Last year, about 24,000 permits were issued to enter the Whitney Zone. Most climbers arrive in the summer to walk the 11-mile Whitney Trail, the most accessible route to the summit, covering 6,100 feet of elevation gain at a moderate enough grade for even functional acrophobes like me. If you want to climb Mt. Whitney in the warmer months when the mountain isn't steeped in ice, snow storms and bone-chilling temperatures, you need to enter the Mt. Whitney Lottery in February and cross your fingers. There's a joke that the hardest part of climbing this mountain is scaling its tight summer quotas to get a wilderness permit.

But it's just a joke.

"Most people really underestimate this mountain, and I'm not sure why," Inyo wilderness manager Brian Spitek tells me near the trail head at Whitney Portal after I pick up an overnight permit in Lone Pine plus two other Whitney requirements -- a plastic bear canister for storing food on the trail and some free WAG Bag kits, which stands for Waste Alleviation and Gelling. (A few years ago, Whitney removed its solar toilets from the mountain and now all visitors to the Whitney Zone must pack waste out.)

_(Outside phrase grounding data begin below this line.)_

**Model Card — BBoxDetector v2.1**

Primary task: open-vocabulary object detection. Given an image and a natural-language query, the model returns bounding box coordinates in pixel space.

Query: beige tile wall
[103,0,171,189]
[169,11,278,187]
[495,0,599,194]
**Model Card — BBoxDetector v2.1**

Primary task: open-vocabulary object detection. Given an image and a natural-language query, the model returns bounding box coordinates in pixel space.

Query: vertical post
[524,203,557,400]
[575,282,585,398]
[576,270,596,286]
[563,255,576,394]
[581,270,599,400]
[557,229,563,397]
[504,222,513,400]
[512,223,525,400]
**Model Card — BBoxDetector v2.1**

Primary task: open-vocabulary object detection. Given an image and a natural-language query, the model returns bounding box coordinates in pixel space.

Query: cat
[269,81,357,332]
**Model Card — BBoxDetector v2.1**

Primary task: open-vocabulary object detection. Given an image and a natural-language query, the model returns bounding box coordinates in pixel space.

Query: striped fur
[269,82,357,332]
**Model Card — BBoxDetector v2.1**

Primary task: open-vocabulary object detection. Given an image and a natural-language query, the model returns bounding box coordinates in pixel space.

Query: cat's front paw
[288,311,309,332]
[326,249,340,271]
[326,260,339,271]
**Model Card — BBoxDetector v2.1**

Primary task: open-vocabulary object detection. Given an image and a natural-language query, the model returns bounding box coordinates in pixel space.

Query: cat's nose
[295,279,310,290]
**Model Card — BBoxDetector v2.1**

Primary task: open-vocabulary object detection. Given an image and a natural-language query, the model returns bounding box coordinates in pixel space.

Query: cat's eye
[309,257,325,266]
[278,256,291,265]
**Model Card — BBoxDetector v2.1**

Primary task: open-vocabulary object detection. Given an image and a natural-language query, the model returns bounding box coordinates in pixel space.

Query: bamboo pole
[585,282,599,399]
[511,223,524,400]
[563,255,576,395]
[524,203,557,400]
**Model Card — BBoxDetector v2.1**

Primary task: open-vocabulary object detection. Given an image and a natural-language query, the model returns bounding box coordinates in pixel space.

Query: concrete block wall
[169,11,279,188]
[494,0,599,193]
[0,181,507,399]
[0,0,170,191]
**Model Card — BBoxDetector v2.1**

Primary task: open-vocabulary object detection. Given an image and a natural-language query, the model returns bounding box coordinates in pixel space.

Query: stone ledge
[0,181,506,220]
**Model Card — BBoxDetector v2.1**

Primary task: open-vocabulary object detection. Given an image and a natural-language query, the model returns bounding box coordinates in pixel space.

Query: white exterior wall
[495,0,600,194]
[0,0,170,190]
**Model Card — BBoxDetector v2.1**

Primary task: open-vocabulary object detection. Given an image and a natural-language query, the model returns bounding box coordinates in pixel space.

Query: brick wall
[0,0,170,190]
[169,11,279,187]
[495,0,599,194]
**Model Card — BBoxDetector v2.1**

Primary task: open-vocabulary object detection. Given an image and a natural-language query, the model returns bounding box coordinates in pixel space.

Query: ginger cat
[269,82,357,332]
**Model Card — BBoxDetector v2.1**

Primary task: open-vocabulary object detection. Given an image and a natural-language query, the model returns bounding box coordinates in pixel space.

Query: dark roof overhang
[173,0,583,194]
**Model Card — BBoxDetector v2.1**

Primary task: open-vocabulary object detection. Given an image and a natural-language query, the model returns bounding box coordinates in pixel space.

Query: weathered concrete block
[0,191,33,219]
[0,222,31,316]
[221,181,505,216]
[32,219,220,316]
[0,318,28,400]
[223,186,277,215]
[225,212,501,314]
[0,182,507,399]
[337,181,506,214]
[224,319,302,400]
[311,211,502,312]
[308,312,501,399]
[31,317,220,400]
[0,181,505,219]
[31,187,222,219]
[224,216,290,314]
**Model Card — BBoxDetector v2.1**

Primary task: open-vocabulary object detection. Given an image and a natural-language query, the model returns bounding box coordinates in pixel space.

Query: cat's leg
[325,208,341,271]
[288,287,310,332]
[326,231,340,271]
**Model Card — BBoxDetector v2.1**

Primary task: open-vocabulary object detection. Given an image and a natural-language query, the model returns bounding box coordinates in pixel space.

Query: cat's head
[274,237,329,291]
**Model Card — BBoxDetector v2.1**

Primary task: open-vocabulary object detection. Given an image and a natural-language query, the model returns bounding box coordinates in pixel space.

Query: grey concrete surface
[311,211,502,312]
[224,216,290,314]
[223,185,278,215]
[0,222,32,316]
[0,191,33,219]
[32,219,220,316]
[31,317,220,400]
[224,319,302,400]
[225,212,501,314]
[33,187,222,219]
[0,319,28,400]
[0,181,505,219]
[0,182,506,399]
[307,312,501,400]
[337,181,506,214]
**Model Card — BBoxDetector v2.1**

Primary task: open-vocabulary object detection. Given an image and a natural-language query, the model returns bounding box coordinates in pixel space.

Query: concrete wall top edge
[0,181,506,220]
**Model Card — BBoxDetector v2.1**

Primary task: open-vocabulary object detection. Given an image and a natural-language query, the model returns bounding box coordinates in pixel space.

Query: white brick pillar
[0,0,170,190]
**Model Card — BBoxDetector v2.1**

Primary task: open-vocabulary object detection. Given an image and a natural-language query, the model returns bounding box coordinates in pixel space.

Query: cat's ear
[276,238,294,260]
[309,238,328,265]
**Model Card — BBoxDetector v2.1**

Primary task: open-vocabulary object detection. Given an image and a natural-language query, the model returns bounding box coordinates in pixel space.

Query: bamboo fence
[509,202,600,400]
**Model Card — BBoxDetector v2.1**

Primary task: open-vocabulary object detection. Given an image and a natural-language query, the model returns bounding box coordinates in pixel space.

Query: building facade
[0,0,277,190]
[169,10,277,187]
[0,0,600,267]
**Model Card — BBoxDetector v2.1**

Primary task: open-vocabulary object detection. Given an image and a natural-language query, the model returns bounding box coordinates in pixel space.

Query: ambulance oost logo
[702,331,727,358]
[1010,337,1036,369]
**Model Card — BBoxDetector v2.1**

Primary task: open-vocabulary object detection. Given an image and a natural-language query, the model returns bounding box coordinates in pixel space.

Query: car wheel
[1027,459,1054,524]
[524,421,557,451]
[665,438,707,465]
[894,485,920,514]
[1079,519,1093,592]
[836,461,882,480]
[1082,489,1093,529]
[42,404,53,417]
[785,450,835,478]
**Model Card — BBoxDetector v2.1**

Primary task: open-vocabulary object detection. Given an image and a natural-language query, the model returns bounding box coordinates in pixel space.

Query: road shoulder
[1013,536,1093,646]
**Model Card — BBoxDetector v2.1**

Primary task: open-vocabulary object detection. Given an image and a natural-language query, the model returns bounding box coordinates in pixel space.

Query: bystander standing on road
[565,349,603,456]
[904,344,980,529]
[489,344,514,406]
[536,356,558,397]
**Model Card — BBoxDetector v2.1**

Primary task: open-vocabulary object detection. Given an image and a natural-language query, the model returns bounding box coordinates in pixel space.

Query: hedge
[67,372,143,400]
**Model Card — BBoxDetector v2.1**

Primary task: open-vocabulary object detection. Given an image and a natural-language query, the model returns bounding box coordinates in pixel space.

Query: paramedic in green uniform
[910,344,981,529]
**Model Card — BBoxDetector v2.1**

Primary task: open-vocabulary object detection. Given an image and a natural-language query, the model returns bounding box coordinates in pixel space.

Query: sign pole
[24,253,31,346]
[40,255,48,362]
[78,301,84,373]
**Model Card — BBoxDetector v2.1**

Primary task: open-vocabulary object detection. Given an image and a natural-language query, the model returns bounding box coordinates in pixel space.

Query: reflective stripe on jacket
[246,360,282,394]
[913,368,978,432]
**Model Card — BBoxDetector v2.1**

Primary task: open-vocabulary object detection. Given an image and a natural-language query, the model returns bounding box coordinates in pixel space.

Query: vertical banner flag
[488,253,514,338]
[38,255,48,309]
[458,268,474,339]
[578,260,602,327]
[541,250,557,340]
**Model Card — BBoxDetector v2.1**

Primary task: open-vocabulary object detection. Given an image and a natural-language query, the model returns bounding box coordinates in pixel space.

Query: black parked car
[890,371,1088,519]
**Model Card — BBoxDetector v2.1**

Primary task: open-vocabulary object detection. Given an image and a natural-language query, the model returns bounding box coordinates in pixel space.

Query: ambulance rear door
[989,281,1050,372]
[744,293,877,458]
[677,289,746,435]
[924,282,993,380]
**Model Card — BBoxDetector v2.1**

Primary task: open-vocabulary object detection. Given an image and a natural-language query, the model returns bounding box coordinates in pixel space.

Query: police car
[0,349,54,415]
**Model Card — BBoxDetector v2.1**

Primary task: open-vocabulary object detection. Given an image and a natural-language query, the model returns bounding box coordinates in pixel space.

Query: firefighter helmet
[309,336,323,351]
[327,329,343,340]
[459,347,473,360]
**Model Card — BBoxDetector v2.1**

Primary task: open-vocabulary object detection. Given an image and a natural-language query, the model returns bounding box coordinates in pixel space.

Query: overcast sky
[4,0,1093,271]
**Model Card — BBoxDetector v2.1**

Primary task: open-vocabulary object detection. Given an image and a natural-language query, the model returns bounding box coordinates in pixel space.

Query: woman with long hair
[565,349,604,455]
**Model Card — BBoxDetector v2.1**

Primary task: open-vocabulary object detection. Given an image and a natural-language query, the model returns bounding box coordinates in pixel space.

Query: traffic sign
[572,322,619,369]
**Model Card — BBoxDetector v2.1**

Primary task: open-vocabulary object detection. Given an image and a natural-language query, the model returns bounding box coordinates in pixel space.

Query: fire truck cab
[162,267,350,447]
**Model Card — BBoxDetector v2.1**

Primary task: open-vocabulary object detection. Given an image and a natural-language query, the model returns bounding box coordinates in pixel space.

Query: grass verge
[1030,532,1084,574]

"People in great shape burn out all the time on the Whitney Trail, especially during the summer when you get the crowds," Spitek says.

Every year, there are fatalities and a rash of nightmare scenarios on Mt. Whitney -- people slipping on a patch of ice in June, taking a "short cut," a wrong turn or a bad step in the worst possible place. There are rogue storms, tragic lightning strikes and various other traumas.

The most common problems along the Whitney Trail in the summer, says Spitek, are caused by altitude sickness, sheer exhaustion and grave misjudgment of one's limits -- "or basically some combination of all three."

People often try to climb Whitney too fast, zooming up from sea-level elevations without leaving enough time for the body to acclimate. At least a night near the trail head and a warm-up day hike are recommended.

As you drive up to the trail head from Lone Pine, Whitney's summit looms in the west above a serrated horizon of dull silver peaks. It's high. It's stark. It's aloof. If mountains could talk, this one wouldn't. Yet it beckons with a force that will push regular folks to do irregular things.

Shortly before the hike, Spitek leaves me with this simple advice: "It should be fun. If it's not fun -- mild discomfort aside -- then maybe it's time to turn around."

Friday

3:40 p.m.: Mark and Vic pull into the last available parking space in the overflow lot at the Whitney Portal trail head (8,360 feet). They had planned on camping here with me last night but an emergency sales meeting held Mark back until this morning, which means we'll be diving into our two-day climb about eight minutes after they've arrived from Los Angeles.

"Can you believe we're less than four hours from L.A.?" says Mark, who climbed Whitney 10 years ago and has decided it's time to come back and refresh his memory. He takes a deep, satisfying breath of Sierra air. "I love this place."

4:33 p.m.: "Whose idea was this again?" gasps Mark, stopping several times to lean on his Mt. Whitney-inscribed walking stick and catch his breath. We're about a mile above the trail head on a dirt path gently curving between a broad groove of forested slopes. We can still see parked cars. If climbing Mt. Whitney were a road trip from Santa Monica to Miami, we'd be somewhere around Anaheim.